State officials are hoping to change that by building on plans to expand internet access across Illinois and launching an initiative that would provide low-income households with devices.
“One of the largest gaps – made even more significant in this pandemic – is the digital divide,” Gov. J.B. Pritzker said during his daily coronavirus briefing Wednesday afternoon.
“Long before we had ever heard of COVID-19, I set the ambitious goal of bringing broadband, digital infrastructure to every corner of Illinois by 2024 through a program called Connect Illinois,” Pritzker said.
While the state is well on its way to making broadband accessible to every Illinoisan, “the ability to plug into broadband means nothing when you don’t have a device to start with,” Pritzker said.
Of the state’s 4.9 million households, an estimated 1.1 million don’t have access to a computer, according to the governor.
The Connect Illinois Computer Equity Network, a collaboration between the Department of Commerce and Economic Opportunity and the nonprofit PCs for People, will provide refurbished computers to people in need, Pritzker said.
“Today we are kicking this off by providing the first 20,000 devices to families in need all across the state,” he said. “As we grow the program, it’s businesses and philanthropists that will make this program successful.”
As companies upgrade their technology, Pritzker called on them to donate their old devices to the initiative. “Everyone is invited to donate their outdated computers, too,” he added.
PCs for People will provide secure data wiping of all donated items.
To be eligible, residents must be below 200% of the poverty level or enrolled in income-based government assistance programs, such as free and reduced lunch, Medicaid and SNAP, according to the governor’s office.
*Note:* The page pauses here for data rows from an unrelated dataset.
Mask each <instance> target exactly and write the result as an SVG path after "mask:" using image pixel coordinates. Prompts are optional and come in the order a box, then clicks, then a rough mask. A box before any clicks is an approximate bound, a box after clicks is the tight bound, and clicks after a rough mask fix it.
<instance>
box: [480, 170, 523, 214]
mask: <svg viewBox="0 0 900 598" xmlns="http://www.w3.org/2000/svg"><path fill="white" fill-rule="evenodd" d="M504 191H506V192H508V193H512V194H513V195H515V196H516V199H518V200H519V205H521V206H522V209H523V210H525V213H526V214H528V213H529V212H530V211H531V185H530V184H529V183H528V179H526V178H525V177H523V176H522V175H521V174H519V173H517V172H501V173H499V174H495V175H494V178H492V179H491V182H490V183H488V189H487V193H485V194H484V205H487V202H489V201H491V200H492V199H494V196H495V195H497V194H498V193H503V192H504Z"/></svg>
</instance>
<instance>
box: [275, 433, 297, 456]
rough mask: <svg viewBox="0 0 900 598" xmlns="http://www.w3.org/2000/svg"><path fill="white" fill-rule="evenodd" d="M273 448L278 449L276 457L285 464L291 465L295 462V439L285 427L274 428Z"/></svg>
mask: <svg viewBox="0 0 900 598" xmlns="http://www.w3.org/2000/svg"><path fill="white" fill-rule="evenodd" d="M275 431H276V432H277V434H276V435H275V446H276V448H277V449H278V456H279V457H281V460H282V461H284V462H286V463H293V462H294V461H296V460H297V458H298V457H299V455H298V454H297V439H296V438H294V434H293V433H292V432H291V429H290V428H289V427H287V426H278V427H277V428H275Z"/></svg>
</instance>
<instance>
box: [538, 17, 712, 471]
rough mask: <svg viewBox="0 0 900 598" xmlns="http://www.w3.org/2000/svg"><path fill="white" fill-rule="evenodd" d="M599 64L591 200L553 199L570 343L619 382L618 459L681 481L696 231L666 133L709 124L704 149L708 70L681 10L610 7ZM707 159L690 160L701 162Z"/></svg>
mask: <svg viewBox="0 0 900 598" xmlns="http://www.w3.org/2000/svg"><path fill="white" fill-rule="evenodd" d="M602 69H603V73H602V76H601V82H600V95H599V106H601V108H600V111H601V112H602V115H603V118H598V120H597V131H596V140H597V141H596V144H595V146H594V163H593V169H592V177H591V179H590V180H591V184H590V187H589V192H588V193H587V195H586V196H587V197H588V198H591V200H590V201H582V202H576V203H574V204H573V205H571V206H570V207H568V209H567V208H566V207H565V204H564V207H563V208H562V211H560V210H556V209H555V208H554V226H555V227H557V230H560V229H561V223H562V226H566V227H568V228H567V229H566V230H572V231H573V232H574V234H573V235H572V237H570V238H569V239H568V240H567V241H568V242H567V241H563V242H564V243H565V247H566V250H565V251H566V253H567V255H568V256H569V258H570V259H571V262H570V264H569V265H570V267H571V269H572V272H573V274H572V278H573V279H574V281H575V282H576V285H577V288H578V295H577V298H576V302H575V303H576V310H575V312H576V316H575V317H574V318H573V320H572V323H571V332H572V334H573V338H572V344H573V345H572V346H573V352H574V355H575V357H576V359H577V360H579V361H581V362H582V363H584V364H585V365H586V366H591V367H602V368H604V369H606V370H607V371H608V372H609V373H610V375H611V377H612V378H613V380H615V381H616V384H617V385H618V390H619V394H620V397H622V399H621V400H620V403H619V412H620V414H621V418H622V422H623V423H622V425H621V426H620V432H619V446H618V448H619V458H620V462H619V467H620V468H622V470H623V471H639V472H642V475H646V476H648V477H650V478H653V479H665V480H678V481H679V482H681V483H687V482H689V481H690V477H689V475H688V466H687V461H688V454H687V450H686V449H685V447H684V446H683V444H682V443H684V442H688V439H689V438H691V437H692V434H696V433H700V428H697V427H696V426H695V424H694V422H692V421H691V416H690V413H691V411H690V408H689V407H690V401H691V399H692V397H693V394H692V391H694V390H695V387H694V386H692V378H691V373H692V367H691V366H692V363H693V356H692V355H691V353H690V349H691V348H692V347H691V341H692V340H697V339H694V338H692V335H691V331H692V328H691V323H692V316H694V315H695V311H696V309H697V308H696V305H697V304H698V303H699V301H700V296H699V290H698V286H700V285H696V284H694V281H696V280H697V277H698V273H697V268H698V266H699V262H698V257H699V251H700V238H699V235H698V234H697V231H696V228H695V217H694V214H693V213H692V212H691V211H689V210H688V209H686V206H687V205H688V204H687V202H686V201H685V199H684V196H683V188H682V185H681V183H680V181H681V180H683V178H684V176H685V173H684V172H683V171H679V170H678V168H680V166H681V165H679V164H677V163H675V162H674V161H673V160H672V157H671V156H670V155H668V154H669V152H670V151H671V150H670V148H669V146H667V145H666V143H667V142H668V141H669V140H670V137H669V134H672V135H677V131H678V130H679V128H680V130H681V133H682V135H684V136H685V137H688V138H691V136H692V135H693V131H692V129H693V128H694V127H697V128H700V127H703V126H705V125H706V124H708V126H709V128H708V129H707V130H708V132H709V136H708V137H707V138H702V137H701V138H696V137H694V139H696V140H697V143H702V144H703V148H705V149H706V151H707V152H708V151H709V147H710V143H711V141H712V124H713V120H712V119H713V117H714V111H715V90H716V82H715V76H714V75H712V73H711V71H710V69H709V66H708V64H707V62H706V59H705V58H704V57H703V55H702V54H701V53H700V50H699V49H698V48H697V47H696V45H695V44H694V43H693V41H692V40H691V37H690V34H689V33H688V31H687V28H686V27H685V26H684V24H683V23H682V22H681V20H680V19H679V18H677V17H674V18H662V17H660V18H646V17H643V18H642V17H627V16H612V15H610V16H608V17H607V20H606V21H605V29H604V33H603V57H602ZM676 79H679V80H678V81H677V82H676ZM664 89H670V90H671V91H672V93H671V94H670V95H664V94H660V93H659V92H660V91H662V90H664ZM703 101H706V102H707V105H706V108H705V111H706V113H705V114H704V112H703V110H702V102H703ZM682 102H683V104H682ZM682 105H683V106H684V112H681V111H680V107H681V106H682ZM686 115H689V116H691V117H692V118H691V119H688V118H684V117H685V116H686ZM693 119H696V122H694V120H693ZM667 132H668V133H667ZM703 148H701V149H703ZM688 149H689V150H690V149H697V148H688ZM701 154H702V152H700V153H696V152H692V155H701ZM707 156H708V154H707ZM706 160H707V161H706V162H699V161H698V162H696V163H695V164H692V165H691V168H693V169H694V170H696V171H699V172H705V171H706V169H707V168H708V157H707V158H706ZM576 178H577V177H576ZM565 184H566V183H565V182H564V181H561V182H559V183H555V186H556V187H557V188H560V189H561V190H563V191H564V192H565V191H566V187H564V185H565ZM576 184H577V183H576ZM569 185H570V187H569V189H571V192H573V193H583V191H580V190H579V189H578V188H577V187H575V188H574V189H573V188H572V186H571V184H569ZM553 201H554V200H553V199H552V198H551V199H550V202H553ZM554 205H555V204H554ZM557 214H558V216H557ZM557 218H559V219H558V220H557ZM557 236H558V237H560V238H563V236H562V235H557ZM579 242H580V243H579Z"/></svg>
The state and its partners launched a pilot program in September in the Metro East region of the state, where it set up a warehouse to receive, refurbish and redistribute devices to low-income households. Another warehouse will be launched in January in Cook County, thanks to $250,000 in seed funding from the Jewish United Fund. The Cook County site will serve as “clearing house” for devices bound for residents in northern and central Illinois.
“In many households, having one shared computer device is not enough to meet the demands of working parents and multiple children who are learning virtually,” Cook County Board President Toni Preckwinkle said. “This initiative will help narrow the digital divide in our communities while providing new work opportunities. … I look forward to the work ahead and to make digital equity a reality in Cook County and across the state of Illinois.”
Health officials on Wednesday reported another 7,132 confirmed and probable cases of COVID-19 and 146 additional deaths.
Since the pandemic began in late January, there have been 870,600 cases and 14,655 deaths reported in Illinois.